Let's look at a few more examples of typical objections and what the real reasons might be.
It's too expensive.
In response to such an objection, don't get angry or give up, but clarify the reason in a gentle and clear manner. Be sincere and agree:
- Yes, our product is quite expensive. How did you realize that ours is expensive? What do you compare it to?
You don't ask:
- "Why do you think it's expensive?" because this formulation sounds like a claim.
What could be the real problem?
The client is not confident enough in the value of your product and does not understand why he needs it. We all know that if a person really needs something, they will buy it at any price.
Business indicators and payback should be your guides when it comes to complex technological solutions.
You can ask the client a simple question:
- Okay, if the price was not a problem, what would stop you from signing the contract?
The client can answer:
- Not really; I would sign it today.
Then work it out with the finance department and get a discount.
And if the client says that the problem is not only the price, offer to prove the value, articulate it again, use your technical resources and your team, and show the client why the product will solve their problem.
You tell a client about a super solution and how you can help, and the response is that it's "too soon." Here again, you need to show empathy and clarify the reason. For example, let's say it turns out that the client is not sure that the solution is needed and will deliver results right now.
Then you should engage in a dialog and find out about the performance indicators for this particular client. Don't prove that you can solve the problem - show how you have done it for others through examples and demonstrate the benefits of the product right now, not after some time.
Send a presentation.
Most often, the problem here is not that there is not enough information, it is unclear, and the client wants to read more, but that you have not shown value and the interlocutor has not understood how you can help him.

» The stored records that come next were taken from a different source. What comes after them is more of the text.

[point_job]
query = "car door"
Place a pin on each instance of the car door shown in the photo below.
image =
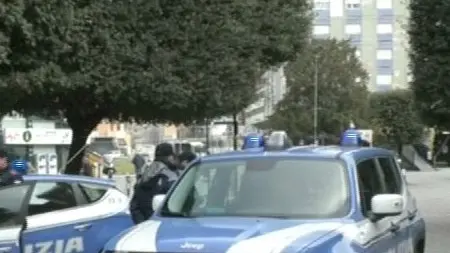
(394, 185)
(378, 236)
(109, 214)
(12, 205)
(50, 227)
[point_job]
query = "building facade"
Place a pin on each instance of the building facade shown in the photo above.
(376, 29)
(271, 91)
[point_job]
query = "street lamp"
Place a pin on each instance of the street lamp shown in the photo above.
(316, 98)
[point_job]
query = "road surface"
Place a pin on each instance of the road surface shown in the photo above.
(432, 190)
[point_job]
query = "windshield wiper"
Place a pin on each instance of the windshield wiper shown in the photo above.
(174, 214)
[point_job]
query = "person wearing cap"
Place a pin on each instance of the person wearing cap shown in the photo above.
(156, 178)
(7, 176)
(185, 158)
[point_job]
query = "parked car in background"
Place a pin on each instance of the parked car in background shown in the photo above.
(61, 213)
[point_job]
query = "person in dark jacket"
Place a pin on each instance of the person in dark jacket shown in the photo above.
(157, 178)
(7, 176)
(138, 162)
(185, 158)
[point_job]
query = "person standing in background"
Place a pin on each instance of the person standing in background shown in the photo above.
(351, 136)
(156, 178)
(7, 175)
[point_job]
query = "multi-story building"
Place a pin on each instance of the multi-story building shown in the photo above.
(271, 91)
(376, 29)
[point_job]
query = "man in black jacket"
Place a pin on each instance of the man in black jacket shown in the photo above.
(7, 176)
(157, 178)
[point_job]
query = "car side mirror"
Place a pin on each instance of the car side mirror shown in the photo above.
(384, 205)
(157, 201)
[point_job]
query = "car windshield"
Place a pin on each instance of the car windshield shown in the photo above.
(264, 187)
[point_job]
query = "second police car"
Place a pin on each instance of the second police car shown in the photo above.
(305, 199)
(61, 214)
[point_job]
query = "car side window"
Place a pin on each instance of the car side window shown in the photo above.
(392, 176)
(369, 184)
(11, 204)
(51, 196)
(93, 192)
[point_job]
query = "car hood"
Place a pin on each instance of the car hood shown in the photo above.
(227, 235)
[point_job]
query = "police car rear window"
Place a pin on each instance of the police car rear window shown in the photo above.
(93, 192)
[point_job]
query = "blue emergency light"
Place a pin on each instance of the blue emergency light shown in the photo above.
(275, 141)
(253, 141)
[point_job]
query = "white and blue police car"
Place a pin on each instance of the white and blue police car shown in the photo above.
(61, 214)
(304, 199)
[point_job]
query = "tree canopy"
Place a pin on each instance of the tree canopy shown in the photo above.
(163, 61)
(395, 118)
(429, 30)
(342, 91)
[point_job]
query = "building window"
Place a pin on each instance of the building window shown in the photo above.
(353, 29)
(321, 30)
(384, 79)
(384, 4)
(321, 4)
(352, 4)
(385, 28)
(384, 54)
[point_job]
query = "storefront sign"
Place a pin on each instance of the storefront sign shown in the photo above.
(37, 136)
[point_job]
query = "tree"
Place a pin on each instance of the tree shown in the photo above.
(395, 118)
(342, 93)
(166, 61)
(428, 30)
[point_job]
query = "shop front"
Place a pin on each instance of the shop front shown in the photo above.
(46, 149)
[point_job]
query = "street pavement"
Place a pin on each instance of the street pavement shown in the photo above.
(432, 191)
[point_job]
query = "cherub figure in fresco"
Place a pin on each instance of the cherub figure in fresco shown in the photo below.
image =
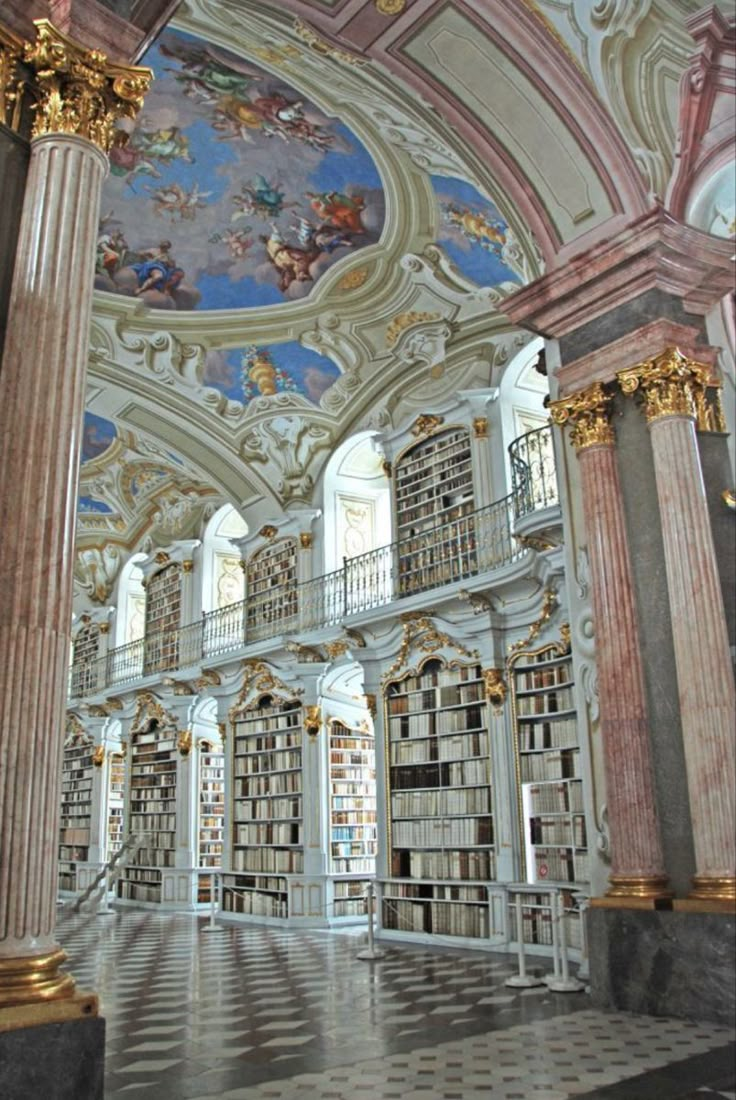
(292, 262)
(338, 209)
(474, 226)
(111, 250)
(157, 270)
(177, 202)
(260, 198)
(237, 240)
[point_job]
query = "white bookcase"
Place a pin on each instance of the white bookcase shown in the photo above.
(440, 810)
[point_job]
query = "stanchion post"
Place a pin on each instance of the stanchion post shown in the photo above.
(522, 980)
(213, 890)
(561, 982)
(371, 952)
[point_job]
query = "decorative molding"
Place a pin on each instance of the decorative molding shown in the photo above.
(589, 411)
(80, 91)
(420, 633)
(496, 689)
(549, 603)
(671, 384)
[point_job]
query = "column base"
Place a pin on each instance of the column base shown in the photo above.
(33, 979)
(634, 891)
(62, 1059)
(660, 963)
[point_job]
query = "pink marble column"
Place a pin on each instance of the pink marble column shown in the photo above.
(42, 395)
(705, 681)
(637, 861)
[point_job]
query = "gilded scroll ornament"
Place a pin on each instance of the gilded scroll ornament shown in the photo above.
(496, 689)
(589, 413)
(312, 721)
(670, 383)
(80, 91)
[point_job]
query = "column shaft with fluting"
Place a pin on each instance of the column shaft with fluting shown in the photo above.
(705, 681)
(42, 395)
(637, 860)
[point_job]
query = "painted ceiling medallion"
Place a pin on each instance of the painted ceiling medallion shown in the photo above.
(233, 189)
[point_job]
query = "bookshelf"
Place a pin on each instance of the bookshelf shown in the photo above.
(440, 812)
(116, 804)
(352, 800)
(434, 499)
(271, 587)
(77, 770)
(153, 771)
(163, 618)
(210, 820)
(266, 837)
(550, 785)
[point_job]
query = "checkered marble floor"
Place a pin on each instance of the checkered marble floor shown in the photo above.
(259, 1012)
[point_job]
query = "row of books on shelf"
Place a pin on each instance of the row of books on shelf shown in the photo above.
(545, 703)
(353, 833)
(567, 831)
(557, 798)
(557, 763)
(154, 857)
(436, 723)
(260, 762)
(561, 733)
(276, 833)
(442, 833)
(538, 679)
(437, 917)
(150, 822)
(360, 865)
(443, 865)
(448, 747)
(262, 743)
(73, 853)
(468, 800)
(470, 772)
(267, 809)
(270, 783)
(271, 860)
(561, 865)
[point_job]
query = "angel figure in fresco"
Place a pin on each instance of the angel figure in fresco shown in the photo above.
(157, 270)
(177, 202)
(292, 262)
(338, 209)
(474, 226)
(260, 198)
(237, 240)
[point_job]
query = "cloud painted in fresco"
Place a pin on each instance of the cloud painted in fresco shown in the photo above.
(252, 189)
(97, 436)
(295, 370)
(472, 232)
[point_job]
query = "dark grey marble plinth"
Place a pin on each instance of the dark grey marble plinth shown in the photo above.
(54, 1062)
(661, 963)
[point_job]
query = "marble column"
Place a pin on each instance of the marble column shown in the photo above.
(637, 870)
(42, 395)
(672, 387)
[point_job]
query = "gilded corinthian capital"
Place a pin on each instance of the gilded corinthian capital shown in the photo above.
(670, 383)
(79, 91)
(589, 411)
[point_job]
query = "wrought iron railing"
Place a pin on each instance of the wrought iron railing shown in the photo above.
(534, 474)
(469, 546)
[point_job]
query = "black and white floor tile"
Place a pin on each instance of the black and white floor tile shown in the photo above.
(263, 1013)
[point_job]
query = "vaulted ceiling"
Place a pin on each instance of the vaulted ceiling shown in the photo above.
(320, 210)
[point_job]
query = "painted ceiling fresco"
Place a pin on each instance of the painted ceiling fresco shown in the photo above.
(474, 234)
(233, 189)
(243, 373)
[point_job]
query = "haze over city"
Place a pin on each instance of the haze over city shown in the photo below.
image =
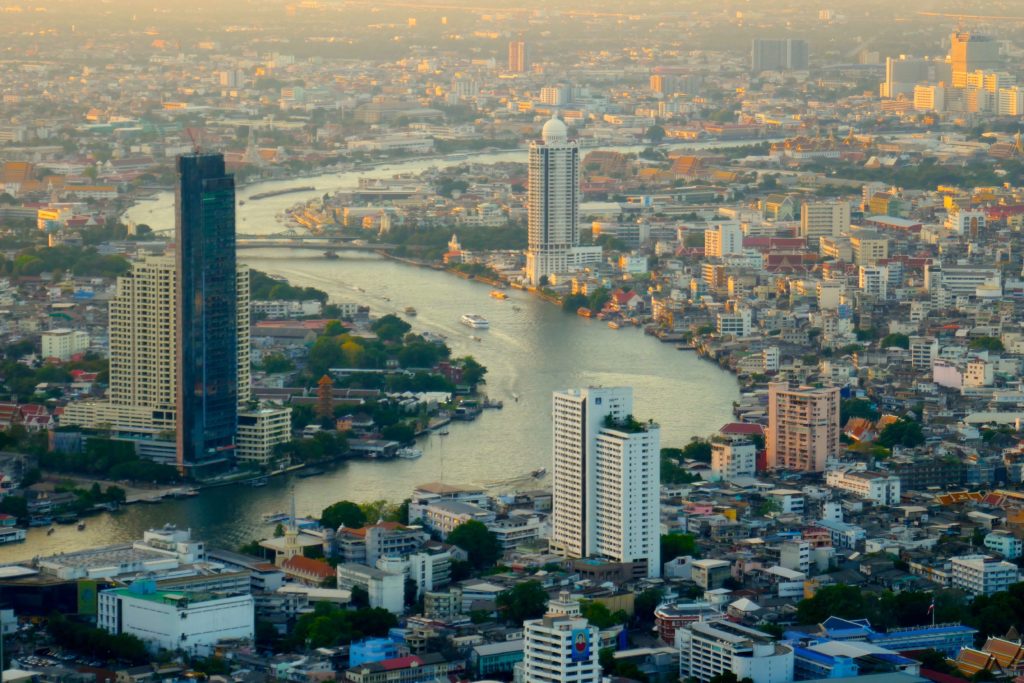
(541, 342)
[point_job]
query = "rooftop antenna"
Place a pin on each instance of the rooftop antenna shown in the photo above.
(192, 136)
(293, 523)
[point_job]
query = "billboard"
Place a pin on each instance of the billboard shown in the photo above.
(581, 645)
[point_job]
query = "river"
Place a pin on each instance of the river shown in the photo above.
(530, 350)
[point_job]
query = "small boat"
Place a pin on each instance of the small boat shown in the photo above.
(275, 517)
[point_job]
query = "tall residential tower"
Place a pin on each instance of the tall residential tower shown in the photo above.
(606, 475)
(553, 207)
(207, 310)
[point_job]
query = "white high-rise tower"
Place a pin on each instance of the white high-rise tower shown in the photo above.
(553, 204)
(606, 476)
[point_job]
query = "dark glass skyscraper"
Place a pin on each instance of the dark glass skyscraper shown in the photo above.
(207, 310)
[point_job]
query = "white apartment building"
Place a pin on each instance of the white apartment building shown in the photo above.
(65, 343)
(732, 459)
(963, 280)
(981, 574)
(386, 589)
(723, 240)
(979, 374)
(708, 649)
(924, 350)
(737, 324)
(281, 308)
(881, 488)
(606, 473)
(968, 222)
(803, 427)
(559, 648)
(552, 203)
(259, 431)
(818, 219)
(194, 623)
(873, 281)
(795, 555)
(142, 348)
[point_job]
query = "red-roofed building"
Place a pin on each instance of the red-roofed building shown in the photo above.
(307, 570)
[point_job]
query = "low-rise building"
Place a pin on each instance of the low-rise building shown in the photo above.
(981, 574)
(176, 621)
(707, 650)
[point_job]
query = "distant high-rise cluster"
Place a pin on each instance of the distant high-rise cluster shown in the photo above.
(518, 57)
(780, 54)
(972, 79)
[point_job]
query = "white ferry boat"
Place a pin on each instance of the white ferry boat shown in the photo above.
(475, 322)
(11, 535)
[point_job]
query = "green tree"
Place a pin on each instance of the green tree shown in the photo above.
(839, 600)
(992, 344)
(522, 601)
(902, 432)
(678, 545)
(343, 512)
(478, 542)
(644, 605)
(857, 408)
(472, 372)
(599, 614)
(390, 328)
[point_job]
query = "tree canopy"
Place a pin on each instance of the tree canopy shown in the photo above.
(343, 512)
(478, 542)
(523, 601)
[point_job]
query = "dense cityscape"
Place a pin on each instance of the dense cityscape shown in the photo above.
(393, 342)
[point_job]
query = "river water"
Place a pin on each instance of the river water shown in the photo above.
(530, 350)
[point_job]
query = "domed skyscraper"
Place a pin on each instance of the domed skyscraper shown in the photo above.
(553, 206)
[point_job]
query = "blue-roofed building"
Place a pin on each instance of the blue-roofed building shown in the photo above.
(946, 638)
(371, 650)
(496, 657)
(808, 665)
(835, 628)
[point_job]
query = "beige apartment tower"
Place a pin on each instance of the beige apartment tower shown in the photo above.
(803, 427)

Another reason for this objection is that the person you talked to after the presentation is not involved in the decision-making process, so it's not an ODA. Therefore, you need to clarify empathetically and carefully:
- Why do you need a presentation? What would you like to see in it?
And this question is often answered:
- You know, I would just like to show my boss because I don't quite understand what you are offering me.
So find out who will make the decision and build communication with this person. Or otherwise, show the value of the product if the buyer didn't really understand it at first.
We are already working with someone.
When customers respond to your offer by saying that they already work with someone and don't need anything, don't stop communicating. Show respect for their choice by saying, "I understand; it seems to me that your cooperation with this company is quite successful." And then move the conversation to the client's interest: would they be interested in how to do better? What are the new opportunities?
You are not pitching or comparing yourself to competitors, but showing, with an emphasis on interest, that you are unique and also solve the problem perfectly and in a new way, and there is a reason to talk to you.
Objections are a good opportunity to build a dialog if you work with them correctly.
You can't simply argue or prove something to a client, but the "show and tell" approach works and brings new deals.
Any objection is a hidden opportunity to get more responses and convert new customers.